Ichiban Ushiro no Daimaou was, I think, this season’s biggest long shot - though it teased viewers from the beginning with the groundwork of a brilliant dramatic premise, the first handful of episodes seemed to ground it firmly as a harem anime, while the ED did its best convincing us that that was the intent. Despite this, between episodes 05 and 10 the show has certainly cemented its strength as an engaging action series with a relevant social message.
Daimaou has shaped that original premise - that our friendly protagonist was destined to become an evil demon lord who would terrorize mankind - into a powerful commentary on the symbiosis of religion and hierarchical power structures. The clearest turning point was the beginning of episode 09, with a young Akuto standing up to a priest who told him to thank God for the priest’s donation, telling the priest that ”God is nothing more than a system created by humans”. This hearkens back to the earlier parts of the series, in which Akuto admits that he has no strong personal investment in the church but simply sees its power and social sway as the most efficient means to accomplishing as much good as he can.
We see others in positions of power alluding to this more and more throughout episodes 09 and 10 - that the importance of the religion and of stopping Akuto stem not from the will of any actual gods but from their need to preserve the system which supports them. It’s reminiscent of the final conflict between structure and morality of Gurren Lagann, but is so far more nuanced and taken more seriously.
For example, even in the midst of the leaders’ mobilization of a front against Akuto, many of the players are still most interested in vying for power - as with Teruya Eiko murdering to take control of her clan’s army, then exploiting the Hattori family’s dedication to honor and tradition and their god to send Junko and Yuuko on a suicide mission.
So the show loosely outlines a 2x2 division of thought with regards to religion - those who believe in religion, or at least in their religious traditions, versus those who don’t, and those who exploit others’ belief in religion to their own ends versus those who don’t. The 1A and 2A groups, those who exploit others’ beliefs and may or may not themselves believe, are not very clearly defined, but one can certainly place the cunning Eiko and so far our primary villain Yamato Bouichiro. The former is currently exploiting others for the short-term goal of becoming dominant in the Teruya clan; the latter, if the principal is to be believed, has been fabricating and engineering conflict grounded in religion to perpetuate a hierarchical government for over 100 years.

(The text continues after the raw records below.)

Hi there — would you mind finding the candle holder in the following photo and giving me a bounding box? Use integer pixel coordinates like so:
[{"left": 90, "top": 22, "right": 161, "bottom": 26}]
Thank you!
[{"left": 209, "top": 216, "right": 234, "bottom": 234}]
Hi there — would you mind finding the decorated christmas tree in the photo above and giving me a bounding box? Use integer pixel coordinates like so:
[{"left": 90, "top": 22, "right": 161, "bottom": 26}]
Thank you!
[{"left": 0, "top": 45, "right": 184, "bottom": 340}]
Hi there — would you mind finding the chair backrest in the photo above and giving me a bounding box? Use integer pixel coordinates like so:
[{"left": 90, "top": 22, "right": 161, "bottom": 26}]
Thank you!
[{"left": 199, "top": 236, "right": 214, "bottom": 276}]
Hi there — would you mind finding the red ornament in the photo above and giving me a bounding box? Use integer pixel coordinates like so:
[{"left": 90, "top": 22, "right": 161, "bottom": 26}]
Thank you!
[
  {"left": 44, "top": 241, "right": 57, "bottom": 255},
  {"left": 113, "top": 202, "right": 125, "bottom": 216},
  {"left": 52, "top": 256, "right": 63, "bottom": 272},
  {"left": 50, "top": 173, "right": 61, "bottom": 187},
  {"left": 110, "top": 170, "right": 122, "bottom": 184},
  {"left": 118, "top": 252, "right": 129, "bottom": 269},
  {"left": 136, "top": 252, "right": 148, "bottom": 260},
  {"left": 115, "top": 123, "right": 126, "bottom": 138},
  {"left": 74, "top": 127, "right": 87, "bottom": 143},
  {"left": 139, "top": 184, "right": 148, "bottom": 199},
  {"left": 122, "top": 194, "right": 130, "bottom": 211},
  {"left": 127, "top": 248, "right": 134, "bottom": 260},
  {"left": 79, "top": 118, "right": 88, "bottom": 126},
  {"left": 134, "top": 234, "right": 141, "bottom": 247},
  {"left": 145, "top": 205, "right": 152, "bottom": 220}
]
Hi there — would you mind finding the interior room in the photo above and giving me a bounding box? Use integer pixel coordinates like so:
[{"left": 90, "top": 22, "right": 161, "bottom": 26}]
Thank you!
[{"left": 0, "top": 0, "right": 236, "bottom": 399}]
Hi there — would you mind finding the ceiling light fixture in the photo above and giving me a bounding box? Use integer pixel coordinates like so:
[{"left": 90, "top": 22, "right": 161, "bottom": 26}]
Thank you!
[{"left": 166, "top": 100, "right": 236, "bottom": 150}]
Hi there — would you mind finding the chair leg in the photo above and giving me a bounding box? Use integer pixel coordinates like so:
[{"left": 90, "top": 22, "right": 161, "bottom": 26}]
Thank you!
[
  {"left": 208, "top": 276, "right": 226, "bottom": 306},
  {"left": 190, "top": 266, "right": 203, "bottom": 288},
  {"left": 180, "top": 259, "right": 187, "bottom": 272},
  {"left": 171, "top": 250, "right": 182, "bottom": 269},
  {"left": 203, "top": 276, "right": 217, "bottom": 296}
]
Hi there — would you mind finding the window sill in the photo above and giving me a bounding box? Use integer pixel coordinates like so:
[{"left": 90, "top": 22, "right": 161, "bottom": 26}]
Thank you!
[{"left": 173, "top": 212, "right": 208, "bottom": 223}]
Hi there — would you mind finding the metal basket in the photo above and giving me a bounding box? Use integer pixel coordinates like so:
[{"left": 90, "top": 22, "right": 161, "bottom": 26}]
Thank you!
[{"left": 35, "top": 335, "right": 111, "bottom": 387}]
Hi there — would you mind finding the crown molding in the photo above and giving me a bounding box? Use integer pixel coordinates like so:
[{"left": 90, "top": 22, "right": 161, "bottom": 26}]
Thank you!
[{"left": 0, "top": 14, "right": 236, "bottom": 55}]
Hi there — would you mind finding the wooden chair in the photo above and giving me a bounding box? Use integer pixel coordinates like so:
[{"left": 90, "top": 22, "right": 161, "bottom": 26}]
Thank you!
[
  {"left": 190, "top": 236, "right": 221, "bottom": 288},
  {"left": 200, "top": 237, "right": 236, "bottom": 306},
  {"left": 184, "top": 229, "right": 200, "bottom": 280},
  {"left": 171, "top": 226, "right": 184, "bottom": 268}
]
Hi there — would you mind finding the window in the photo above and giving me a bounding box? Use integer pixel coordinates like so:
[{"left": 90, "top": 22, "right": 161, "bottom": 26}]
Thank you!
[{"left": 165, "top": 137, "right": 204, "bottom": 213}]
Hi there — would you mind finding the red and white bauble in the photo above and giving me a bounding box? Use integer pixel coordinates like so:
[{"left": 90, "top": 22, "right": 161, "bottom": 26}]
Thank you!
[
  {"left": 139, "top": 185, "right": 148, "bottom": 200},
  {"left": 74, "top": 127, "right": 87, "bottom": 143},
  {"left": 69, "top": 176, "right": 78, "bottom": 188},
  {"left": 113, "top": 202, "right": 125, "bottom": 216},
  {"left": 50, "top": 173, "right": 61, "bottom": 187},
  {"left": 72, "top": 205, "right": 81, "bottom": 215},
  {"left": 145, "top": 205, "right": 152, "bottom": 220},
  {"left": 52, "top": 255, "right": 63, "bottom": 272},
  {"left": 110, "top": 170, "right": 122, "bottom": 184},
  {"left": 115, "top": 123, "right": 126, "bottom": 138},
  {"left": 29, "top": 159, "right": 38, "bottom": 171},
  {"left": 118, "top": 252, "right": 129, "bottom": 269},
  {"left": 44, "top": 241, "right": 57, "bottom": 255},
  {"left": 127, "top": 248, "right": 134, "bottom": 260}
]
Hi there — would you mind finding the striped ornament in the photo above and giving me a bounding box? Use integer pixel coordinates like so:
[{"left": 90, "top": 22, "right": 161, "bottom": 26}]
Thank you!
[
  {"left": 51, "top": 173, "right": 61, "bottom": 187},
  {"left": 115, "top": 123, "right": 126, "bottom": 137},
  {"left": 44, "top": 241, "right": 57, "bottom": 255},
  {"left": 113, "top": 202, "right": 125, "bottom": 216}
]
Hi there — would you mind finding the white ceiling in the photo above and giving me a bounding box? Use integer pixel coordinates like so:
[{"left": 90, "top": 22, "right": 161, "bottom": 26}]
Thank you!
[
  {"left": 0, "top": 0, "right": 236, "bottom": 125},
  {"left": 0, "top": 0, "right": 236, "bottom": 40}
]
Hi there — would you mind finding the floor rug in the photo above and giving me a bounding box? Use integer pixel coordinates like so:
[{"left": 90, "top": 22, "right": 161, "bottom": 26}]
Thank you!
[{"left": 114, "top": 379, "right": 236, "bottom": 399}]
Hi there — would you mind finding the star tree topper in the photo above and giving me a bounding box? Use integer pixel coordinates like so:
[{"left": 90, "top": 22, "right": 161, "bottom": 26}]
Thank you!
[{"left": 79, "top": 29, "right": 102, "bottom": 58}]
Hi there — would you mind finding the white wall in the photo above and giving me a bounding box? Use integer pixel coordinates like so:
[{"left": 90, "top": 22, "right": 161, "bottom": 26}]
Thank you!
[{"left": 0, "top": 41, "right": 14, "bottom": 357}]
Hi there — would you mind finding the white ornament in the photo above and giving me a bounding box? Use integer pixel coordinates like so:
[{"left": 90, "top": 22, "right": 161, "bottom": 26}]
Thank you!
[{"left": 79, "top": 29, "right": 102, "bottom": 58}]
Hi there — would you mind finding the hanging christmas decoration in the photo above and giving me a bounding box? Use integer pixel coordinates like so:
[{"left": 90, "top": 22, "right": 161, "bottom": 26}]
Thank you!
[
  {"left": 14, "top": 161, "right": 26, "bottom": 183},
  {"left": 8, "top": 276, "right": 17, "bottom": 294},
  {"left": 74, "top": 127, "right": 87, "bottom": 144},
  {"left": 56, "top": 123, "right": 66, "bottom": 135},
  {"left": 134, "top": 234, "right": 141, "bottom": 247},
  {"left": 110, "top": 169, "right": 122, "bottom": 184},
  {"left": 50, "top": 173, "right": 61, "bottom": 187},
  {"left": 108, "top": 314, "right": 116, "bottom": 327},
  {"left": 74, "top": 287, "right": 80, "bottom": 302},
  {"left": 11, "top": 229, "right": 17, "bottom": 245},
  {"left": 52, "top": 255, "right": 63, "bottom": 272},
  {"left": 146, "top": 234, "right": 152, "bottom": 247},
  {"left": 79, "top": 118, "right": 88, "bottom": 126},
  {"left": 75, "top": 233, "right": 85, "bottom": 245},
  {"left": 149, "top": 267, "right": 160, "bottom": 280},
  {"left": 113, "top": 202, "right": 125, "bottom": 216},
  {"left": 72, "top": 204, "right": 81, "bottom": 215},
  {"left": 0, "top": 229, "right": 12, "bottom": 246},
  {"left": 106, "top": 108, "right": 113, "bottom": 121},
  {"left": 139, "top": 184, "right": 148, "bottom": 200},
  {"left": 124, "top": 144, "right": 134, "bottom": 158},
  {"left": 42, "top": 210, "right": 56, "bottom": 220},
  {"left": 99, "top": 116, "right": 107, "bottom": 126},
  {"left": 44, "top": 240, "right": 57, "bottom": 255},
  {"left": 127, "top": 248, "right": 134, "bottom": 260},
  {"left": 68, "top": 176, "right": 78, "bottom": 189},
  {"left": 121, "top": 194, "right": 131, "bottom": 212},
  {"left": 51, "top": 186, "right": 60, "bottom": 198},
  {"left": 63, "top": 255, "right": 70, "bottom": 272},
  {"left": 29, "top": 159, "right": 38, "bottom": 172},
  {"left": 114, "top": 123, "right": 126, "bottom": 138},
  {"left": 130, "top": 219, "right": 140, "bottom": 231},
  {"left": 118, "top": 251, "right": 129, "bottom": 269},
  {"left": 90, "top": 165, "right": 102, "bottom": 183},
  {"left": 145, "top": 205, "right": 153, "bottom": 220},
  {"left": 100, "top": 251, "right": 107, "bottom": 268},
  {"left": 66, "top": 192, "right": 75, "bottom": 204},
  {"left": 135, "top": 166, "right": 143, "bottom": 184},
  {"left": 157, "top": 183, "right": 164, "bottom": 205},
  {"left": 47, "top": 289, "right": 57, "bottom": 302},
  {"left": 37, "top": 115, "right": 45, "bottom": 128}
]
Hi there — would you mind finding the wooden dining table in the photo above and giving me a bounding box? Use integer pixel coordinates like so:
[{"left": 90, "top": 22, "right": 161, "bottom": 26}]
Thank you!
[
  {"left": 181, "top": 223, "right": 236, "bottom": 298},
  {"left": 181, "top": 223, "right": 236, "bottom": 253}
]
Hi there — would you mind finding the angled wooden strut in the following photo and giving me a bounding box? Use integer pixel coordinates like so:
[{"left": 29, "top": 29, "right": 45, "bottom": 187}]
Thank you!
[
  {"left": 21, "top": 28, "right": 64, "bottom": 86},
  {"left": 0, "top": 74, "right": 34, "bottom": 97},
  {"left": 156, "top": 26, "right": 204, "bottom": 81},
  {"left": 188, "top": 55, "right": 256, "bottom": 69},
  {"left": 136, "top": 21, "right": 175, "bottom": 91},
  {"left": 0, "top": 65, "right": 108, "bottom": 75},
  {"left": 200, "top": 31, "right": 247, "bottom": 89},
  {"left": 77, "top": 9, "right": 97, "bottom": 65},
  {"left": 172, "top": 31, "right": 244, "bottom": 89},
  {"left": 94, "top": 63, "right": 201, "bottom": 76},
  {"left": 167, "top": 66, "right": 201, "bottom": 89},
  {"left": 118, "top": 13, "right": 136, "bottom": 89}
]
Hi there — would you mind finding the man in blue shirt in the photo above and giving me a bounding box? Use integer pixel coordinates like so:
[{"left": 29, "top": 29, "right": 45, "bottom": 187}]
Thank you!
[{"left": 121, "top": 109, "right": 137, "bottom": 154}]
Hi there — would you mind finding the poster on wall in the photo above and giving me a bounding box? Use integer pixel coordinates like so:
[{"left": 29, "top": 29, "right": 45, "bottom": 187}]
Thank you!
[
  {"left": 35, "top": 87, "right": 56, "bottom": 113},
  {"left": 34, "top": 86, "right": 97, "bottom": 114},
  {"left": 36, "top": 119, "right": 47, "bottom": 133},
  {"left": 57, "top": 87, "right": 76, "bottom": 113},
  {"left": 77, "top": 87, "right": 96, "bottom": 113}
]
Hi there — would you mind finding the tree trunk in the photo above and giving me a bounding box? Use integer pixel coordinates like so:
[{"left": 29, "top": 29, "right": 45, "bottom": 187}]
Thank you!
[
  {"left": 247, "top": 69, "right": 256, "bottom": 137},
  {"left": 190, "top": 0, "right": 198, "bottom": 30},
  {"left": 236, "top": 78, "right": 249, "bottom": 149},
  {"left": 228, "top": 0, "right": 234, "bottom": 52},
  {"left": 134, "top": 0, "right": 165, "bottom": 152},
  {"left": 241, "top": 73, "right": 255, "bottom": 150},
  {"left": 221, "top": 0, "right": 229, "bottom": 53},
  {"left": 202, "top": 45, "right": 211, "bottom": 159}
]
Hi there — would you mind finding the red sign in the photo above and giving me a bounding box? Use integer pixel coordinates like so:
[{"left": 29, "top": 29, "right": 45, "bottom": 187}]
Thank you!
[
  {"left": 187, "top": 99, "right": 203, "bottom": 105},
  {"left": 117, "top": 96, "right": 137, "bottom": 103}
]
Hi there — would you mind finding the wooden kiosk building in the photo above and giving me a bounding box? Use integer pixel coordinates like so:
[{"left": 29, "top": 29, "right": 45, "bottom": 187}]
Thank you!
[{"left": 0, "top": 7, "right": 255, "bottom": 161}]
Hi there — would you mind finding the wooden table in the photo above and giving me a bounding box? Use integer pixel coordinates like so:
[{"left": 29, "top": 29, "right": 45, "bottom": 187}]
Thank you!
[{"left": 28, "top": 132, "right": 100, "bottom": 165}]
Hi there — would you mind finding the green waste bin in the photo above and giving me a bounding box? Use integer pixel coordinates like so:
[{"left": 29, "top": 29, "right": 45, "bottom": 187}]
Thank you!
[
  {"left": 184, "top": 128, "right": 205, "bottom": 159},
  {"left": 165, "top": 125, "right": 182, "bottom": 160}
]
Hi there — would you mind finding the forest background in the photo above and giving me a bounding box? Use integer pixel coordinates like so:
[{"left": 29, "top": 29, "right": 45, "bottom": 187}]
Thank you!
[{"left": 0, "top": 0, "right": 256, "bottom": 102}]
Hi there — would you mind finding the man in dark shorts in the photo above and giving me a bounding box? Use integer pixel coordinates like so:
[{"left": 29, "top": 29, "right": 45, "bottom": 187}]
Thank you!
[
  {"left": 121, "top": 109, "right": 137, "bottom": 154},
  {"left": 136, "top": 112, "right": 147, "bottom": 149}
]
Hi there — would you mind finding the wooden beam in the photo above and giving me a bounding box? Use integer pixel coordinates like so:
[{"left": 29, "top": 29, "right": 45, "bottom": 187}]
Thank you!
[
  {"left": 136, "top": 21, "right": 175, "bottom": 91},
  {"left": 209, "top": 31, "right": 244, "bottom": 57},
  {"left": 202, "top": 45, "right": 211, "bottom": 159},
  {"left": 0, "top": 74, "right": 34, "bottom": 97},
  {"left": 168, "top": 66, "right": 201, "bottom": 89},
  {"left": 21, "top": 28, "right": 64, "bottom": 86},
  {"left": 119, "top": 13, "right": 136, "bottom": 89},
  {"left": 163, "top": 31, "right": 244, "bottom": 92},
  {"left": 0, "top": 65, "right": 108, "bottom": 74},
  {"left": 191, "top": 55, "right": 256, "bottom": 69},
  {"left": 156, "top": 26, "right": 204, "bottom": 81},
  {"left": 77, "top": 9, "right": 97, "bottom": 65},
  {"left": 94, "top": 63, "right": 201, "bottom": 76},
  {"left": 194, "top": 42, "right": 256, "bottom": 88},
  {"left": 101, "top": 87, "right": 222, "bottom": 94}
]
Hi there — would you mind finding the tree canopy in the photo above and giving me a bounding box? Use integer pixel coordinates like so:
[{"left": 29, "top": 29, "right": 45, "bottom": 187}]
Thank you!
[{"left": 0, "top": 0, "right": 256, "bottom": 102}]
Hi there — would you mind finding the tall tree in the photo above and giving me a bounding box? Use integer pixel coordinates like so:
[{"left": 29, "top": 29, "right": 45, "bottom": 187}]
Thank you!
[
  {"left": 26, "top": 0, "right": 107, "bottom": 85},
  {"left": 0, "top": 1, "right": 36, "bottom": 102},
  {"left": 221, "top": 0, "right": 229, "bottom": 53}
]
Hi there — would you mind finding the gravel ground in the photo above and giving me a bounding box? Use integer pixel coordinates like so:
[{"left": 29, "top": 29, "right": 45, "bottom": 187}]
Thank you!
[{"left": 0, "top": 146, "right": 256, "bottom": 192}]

The 1B group, believers who do not exploit others, is probably comprised of the majority of the world’s citizens and is best detailed in Junko. Her dedication to either her family’s religion or traditions, which the show has been indicating to be a less and less important clarification, is leading her along with the rest of her clan to their death at the hands of a *A.
Finally, our 2B group, those who neither personally subscribe to a religion or exploit others in the name of that religion, is comprised most clearly of two characters - our protagonist Akuto and the school’s principal. For a pair of atheists in a world where the supernatural is canon and a genre and medium with deep socially-conservative roots, these two characters are depicted in a remarkably positive light - the former already established as putting little or no stock in the systems of religion, and the latter having lost his faith when he realized that the “will of the gods” he had been following was engineered for a political purpose.
Hiroshi, and his Brave persona, illustrate the internal conflict of these ideas - his dedication as a superhero to the preservation of the status quo and systems already in place clashes with his respect for and trust of Akuto’s motives. As of episode 10 he’s placed his allegiance with those in power and the destiny laid before him, but I wouldn’t be at all surprised to see his change of heart marking the climax of the series.
Daimaou has two more episodes yet, so I’m uncomfortable proposing any concrete thesis for its intended final treatment of these themes - for one, given the conservatism present in anime and the dedication to tradition throughout Japanese works, I doubt the ending will be an unqualified endorsement of the importance of personal freedom over religion and respect of power. But the pieces are all in play, and the show has proven that it’s prepared to do something with them.